A partir de ese día concentré buena parte de mi energía en buscar todos y cada uno de los libros escritos por Paz y a devorarlos con una devoción que crecía con la degustación de cada nuevo manjar. Algunos títulos fueron tan difíciles de encontrar (“Claude Lévi-Strauss o el Nuevo Festín de Esopo” o “Apariencia Desnuda: La Obra de Marcel Duchamp”) que cuando por fin daba con ellos, casi siempre en los lugares más inesperados, comprendía lo que debe haber sentido Perceval al tener el Santo Grial en sus manos. Nunca olvidaré, por ejemplo, el día en que un jipi con barba de talibán que languidecía, sumido en un viaje perpetuo de marihuana, afuera del Gandhi de Miguel Ángel de Quevedo, me vendió un ejemplar de la codiciada Obra Poética de pasta lapislázuli en sesenta miserables pesos. Hasta la fecha, ese sigue siendo el mejor negocio que he hecho en mi vida.

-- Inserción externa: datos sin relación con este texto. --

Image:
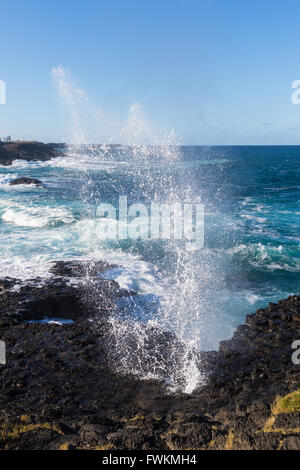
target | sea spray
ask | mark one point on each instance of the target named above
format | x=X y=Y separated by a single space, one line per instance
x=140 y=347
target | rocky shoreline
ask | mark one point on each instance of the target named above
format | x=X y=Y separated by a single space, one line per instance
x=29 y=151
x=59 y=389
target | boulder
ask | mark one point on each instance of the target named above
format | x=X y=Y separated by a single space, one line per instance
x=25 y=180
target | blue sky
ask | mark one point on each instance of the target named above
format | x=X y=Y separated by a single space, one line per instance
x=215 y=71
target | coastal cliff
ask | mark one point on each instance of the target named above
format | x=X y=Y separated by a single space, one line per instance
x=29 y=151
x=60 y=391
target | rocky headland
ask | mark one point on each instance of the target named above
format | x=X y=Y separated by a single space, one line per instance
x=29 y=151
x=60 y=390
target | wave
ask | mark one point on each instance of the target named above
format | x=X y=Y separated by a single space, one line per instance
x=36 y=216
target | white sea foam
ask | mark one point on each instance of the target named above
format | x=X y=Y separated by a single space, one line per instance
x=36 y=216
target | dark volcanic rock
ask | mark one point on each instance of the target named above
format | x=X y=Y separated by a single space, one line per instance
x=26 y=181
x=80 y=268
x=59 y=388
x=30 y=151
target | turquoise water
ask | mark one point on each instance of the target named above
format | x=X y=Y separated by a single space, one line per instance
x=252 y=219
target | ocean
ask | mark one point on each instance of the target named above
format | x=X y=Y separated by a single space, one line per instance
x=250 y=256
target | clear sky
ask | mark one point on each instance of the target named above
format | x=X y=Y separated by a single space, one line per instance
x=216 y=71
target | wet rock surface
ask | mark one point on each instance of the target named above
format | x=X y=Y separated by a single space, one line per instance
x=60 y=390
x=24 y=180
x=29 y=151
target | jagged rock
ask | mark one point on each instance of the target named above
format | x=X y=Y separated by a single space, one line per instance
x=60 y=389
x=29 y=151
x=24 y=180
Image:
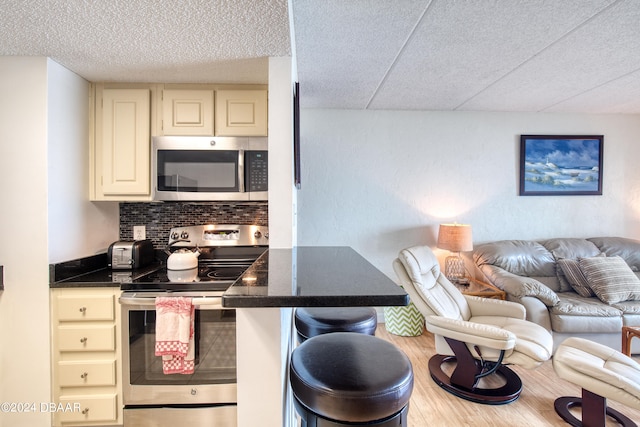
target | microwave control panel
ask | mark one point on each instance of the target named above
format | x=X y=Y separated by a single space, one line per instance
x=257 y=170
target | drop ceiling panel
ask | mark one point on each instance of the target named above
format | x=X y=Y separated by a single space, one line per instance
x=620 y=96
x=460 y=48
x=344 y=48
x=596 y=53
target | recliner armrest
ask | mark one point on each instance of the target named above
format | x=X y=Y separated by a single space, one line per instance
x=471 y=333
x=492 y=307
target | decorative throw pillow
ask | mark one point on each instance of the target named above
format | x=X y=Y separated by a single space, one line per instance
x=611 y=279
x=577 y=280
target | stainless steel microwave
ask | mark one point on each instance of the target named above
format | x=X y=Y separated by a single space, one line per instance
x=197 y=168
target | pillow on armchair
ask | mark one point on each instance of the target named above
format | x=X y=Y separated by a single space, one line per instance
x=611 y=279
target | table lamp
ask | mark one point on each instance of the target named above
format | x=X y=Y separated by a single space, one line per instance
x=455 y=238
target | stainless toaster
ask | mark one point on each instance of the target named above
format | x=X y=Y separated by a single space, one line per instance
x=129 y=254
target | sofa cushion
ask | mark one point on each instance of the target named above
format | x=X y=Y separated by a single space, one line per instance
x=611 y=279
x=575 y=314
x=575 y=277
x=570 y=248
x=629 y=309
x=520 y=257
x=627 y=249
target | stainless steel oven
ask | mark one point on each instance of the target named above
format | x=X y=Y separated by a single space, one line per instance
x=210 y=392
x=206 y=397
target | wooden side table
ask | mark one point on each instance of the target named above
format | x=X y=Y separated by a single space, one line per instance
x=628 y=332
x=481 y=289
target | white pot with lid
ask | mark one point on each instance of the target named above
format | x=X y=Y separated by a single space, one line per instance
x=183 y=259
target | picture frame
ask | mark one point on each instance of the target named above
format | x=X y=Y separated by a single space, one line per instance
x=561 y=165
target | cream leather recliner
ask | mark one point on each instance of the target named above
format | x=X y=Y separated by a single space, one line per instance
x=603 y=373
x=479 y=335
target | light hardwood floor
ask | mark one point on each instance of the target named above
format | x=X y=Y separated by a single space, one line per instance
x=433 y=407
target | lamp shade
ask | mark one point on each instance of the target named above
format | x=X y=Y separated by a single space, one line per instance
x=455 y=237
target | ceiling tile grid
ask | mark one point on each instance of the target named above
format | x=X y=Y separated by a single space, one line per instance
x=461 y=48
x=601 y=50
x=344 y=48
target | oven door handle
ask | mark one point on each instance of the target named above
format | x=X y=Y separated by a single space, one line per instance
x=202 y=303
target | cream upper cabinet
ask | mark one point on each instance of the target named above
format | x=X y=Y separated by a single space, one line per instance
x=121 y=149
x=241 y=112
x=187 y=112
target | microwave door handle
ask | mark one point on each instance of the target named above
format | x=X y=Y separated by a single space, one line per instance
x=241 y=170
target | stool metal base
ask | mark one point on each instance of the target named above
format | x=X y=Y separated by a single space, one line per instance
x=594 y=411
x=311 y=419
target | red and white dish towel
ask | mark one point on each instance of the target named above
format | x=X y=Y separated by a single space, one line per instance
x=174 y=334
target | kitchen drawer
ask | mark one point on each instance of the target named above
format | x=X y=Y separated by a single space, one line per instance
x=101 y=407
x=85 y=307
x=86 y=338
x=85 y=373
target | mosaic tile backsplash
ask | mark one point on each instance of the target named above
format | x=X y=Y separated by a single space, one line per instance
x=159 y=218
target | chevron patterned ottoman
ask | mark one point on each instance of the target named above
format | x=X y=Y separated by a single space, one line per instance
x=405 y=321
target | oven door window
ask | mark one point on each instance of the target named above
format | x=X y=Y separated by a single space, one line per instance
x=198 y=170
x=215 y=349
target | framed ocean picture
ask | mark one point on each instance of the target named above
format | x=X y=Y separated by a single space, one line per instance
x=559 y=165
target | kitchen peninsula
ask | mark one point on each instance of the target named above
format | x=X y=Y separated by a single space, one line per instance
x=264 y=297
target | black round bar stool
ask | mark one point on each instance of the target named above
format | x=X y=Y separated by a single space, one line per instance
x=323 y=320
x=350 y=379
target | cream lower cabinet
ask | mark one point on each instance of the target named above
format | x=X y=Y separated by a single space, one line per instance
x=86 y=357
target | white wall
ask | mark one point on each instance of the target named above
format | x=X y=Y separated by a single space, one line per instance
x=24 y=304
x=380 y=181
x=45 y=216
x=77 y=227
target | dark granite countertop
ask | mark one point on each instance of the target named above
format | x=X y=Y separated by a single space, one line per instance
x=313 y=277
x=92 y=272
x=305 y=276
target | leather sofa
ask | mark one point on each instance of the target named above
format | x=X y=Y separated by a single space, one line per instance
x=534 y=274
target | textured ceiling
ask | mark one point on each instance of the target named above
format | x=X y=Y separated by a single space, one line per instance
x=480 y=55
x=150 y=40
x=467 y=55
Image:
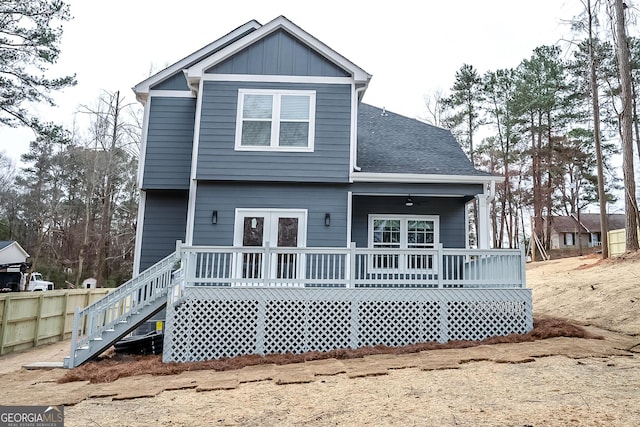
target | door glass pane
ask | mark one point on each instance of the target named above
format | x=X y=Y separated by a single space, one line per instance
x=253 y=231
x=252 y=235
x=287 y=264
x=288 y=232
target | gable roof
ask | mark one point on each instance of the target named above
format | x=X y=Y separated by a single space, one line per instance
x=392 y=143
x=196 y=64
x=194 y=73
x=142 y=89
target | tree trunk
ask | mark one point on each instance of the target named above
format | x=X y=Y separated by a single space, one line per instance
x=105 y=229
x=631 y=206
x=602 y=195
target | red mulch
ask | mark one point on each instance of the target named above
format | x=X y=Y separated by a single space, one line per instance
x=114 y=366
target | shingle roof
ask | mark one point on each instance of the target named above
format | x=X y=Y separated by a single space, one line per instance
x=590 y=223
x=566 y=224
x=391 y=143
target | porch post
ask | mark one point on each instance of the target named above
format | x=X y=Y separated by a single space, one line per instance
x=484 y=236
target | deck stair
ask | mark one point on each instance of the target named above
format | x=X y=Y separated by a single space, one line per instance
x=101 y=324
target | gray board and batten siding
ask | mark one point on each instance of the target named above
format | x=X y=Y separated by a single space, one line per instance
x=218 y=159
x=165 y=221
x=169 y=145
x=317 y=199
x=279 y=53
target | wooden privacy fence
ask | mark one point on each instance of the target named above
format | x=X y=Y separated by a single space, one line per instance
x=29 y=319
x=617 y=241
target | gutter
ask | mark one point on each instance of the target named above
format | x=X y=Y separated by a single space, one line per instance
x=427 y=178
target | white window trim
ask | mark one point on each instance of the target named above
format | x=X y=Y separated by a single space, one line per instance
x=403 y=259
x=275 y=120
x=404 y=219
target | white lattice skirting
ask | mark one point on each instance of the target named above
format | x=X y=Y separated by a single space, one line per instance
x=210 y=323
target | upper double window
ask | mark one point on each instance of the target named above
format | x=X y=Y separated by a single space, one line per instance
x=281 y=120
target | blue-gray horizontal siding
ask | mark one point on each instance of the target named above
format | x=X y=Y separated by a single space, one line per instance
x=279 y=54
x=218 y=159
x=450 y=210
x=167 y=163
x=226 y=197
x=165 y=221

A las maravillosas creaciones de Paz debo sumar las obras ajenas que descubrí gracias a su curiosidad y generosidad sin límites. De Pessoa a Michaux, pasando por Cernuda y Matsuo Basho, Paz guió mis lecturas durante varios años e influyó como nadie en mis gustos e intereses. Para mí, Sor Juana no era más que otra efigie del santoral nacional hasta que Paz la humanizó y me la volvió entrañable en la monumental biografía que le dedicó. Y juro que no exagero al afirmar que el día en que descubrí a Pessoa, leyendo “Tabaquería” de Álvaro de Campos en versión de Octavio Paz, ha sido uno de los más felices de mi vida.

Pero desgraciadamente Paz no ha sido profeta en su tierra. Desde hace tiempo una buena parte de la izquierda mexicana decidió excomulgarlo y quemar su efigie en la hoguera de los intelectuales reaccionarios y obsequiosos con el poder. Para todo aquel que haya leído a fondo y con arrobo su deslumbrante obra poética y ensayística, esto no es más que una necedad ofensiva y autodestructiva. Ni el muchacho intoxicado de marxismo y enamorado de la revolución que fue en su juventud, ni el renuente liberal en que se transformó en su vejez, estuvieron nunca cerca de la derecha. El propio Paz solía decir que la única discusión que le interesaba era con la izquierda, de la que se consideraba un miembro disidente, pues de la derecha no esperaba nada porque consideraba que carecía ideas, y solo tenía intereses.

En realidad, lo que la izquierda paleolítica nunca ha podido perdonarle a Paz, es haber denunciado con lucidez y valentía los crímenes de las satrapías comunistas desde principios de los años cincuenta y antes que nadie en nuestro idioma. En esa era ruin del siglo XX en que muchos intelectuales sacrificaron su libertad e inteligencia en el altar de las ideologías totalitarias, Paz ocupó su lugar en la mesa de los justos y los lúcidos junto a Gide, Camus, Orwell o Serge.

Que la izquierda mexicana siga creyendo que Paz fue un hombre de derechas es un síntoma tristísimo de su parálisis intelectual. Pero además es una desgracia, porque mientras no abandone la veneración ciega por Tata Castro y demás momias, fósiles y simios autoritarios a los que suele admirar, y emprenda un diálogo honesto, adulto y crítico con las ideas de Paz, el más sabio de los viejos de la tribu y por lo mismo el más valioso de sus interlocutores, la izquierda mexicana no estará en condiciones de ofrecer al conservador electorado mexicano una verdadera alternativa, viable y atractiva, que logre arrancarle el poder a la derecha voraz que usufructúa la infinita riqueza de este país miserable.

La muerte de Paz en 1998 me sorprendió lejos del país. Vía satélite logré atisbar, con lágrimas en los ojos, las conmovedoras imágenes del funeral en Bellas Artes y las largas filas de personas, la mayoría jóvenes, que desfilaron frente a su féretro para despedirlo. Ojalá que ese torrente de lectores pacianos no se agote nunca y siga creciendo, pues en buena medida, el futuro de este país, si es que lo tiene, depende de ellos.